Despite the creative outliers, your future Christmas present will still be that ubiquitous blue tin, which might be a more authentic representation of present-day Congo than the paintings, knick-knacks, and jewelry you imagine. Nivea Creme instead of delicate hair combs. Imported goods over locally crafted products.  It's globalization's answer to survival.



4 April 2013

Atelier Aicha

We use the word atelier all the time here.  Properly, atelier means "workshop", but on our campus, we misuse the term, labeling anything and everyone associated with mechanics, carpentry, gardening, plumbing, cleaning, or welding "the atelier."  My French-speaking friends think this is a gross, albeit typically American, thing to do.  It kind of is.

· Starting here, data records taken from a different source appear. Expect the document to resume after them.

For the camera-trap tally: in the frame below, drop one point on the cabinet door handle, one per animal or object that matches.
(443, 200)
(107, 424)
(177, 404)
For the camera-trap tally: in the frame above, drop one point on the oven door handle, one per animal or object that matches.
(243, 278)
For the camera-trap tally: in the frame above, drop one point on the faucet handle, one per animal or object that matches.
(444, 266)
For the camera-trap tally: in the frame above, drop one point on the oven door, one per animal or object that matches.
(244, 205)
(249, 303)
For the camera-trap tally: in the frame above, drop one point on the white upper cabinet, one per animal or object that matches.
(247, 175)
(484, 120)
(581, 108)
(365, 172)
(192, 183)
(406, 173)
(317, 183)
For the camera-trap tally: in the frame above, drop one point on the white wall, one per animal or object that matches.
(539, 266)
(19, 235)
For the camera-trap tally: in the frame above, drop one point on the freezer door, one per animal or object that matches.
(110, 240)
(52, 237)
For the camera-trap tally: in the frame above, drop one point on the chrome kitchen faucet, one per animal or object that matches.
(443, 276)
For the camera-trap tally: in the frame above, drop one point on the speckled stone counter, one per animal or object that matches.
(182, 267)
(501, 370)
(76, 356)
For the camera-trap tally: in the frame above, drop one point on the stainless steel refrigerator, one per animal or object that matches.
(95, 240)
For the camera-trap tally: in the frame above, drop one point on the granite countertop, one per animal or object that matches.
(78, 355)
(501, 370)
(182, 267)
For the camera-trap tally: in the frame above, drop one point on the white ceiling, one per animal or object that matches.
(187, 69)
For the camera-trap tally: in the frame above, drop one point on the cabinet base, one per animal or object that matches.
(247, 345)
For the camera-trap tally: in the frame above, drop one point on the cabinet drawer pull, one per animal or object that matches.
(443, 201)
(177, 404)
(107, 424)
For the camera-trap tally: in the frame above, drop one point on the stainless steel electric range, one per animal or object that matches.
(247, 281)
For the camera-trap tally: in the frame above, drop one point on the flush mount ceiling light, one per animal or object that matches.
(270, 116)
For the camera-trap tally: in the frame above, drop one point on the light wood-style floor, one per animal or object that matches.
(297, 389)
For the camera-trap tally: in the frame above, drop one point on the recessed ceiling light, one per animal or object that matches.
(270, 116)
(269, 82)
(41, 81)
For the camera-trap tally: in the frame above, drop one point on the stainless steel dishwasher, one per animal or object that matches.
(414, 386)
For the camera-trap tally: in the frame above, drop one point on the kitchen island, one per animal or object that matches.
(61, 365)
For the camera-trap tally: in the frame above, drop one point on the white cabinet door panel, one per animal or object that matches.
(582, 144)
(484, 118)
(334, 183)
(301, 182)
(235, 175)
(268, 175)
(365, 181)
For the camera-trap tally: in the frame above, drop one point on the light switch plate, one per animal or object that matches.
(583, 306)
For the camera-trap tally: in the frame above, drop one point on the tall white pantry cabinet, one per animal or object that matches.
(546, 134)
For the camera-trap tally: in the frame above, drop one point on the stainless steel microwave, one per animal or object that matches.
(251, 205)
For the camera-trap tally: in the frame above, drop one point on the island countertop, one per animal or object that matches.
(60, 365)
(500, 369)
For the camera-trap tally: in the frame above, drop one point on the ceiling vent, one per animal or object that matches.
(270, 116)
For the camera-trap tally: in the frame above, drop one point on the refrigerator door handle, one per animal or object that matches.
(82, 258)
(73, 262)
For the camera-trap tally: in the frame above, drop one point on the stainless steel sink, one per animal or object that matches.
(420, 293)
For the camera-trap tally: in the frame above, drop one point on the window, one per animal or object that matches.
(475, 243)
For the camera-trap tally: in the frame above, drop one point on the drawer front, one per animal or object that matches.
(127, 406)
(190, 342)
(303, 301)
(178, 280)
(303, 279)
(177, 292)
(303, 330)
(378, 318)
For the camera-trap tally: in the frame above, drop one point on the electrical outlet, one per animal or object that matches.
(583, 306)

In the English-speaking world, atelier is sort of a fantastic term - making people think of that perfect intersection of craft and fine art.  For example, Birchbox gave me this really great perfume sample called, romantically, Atelier Cologne.  If you Google the word, all sorts of rustic restaurants, simple-chic clothing lines, live music dens, and existential creative spaces pop up.  I find myself trying to casually drop the word into conversation, so that I appear to be a great mix of awesome and cultured.

Image from Wikipedia.

Yesterday, we went to visit an actual, no frills, atelier.  A tiny space in the middle of this gigantic, crumbing city just for art - Atelier Aicha.



Aicha teaches after school art in Johan's classroom.  He's been asking us to come visit for ages.  But we had trouble scheduling a time.  He said that the weekdays were off-limits because "that's when I am working and...it get's crazy."  However, we have gotten adept at haggling and agreed on a Tuesday during Spring Break.  Elias came along.  So did Matt.  It was a party.  An atelier party.

Blink.

The cement walls of this space - probably about 6 feet by 4 feet - were covered in calculations and words and faces. Plus a little Bob Marley.  Canvases lined the floors.  A small television was covered in books.  A fresh poster of Pope Francis hung next to a glow-in-the-dark crucifix.

You can see the Pope peeking through.

I asked Aicha what his neighbors thought about him.  While we were there, a mom chased her baby who chased a rooster through the dirt, all three narrowly avoiding the paintings Aicha had put out for us to see.

Canvas-filled alley.

They didn't seem to be perturbed by the huge, somewhat ominous faces gazing out at us, or the many nipples carved into his wood figures.

Don't touch the....!

Aicha said that they think he is an artist, sometimes a magician.  Maybe he is.

The painting above is called "The Prayer of the Child" and Aicha describes a sort of Peter Pan concept behind the piece.  He said his painting illustrates a hope for children to stay creative and unmarred by society.  The bright, child-proportioned face still manages to block the ominous dark shadow looming behind.  It now hangs in our house.  Johan and I fought over which painting to choose.  He won.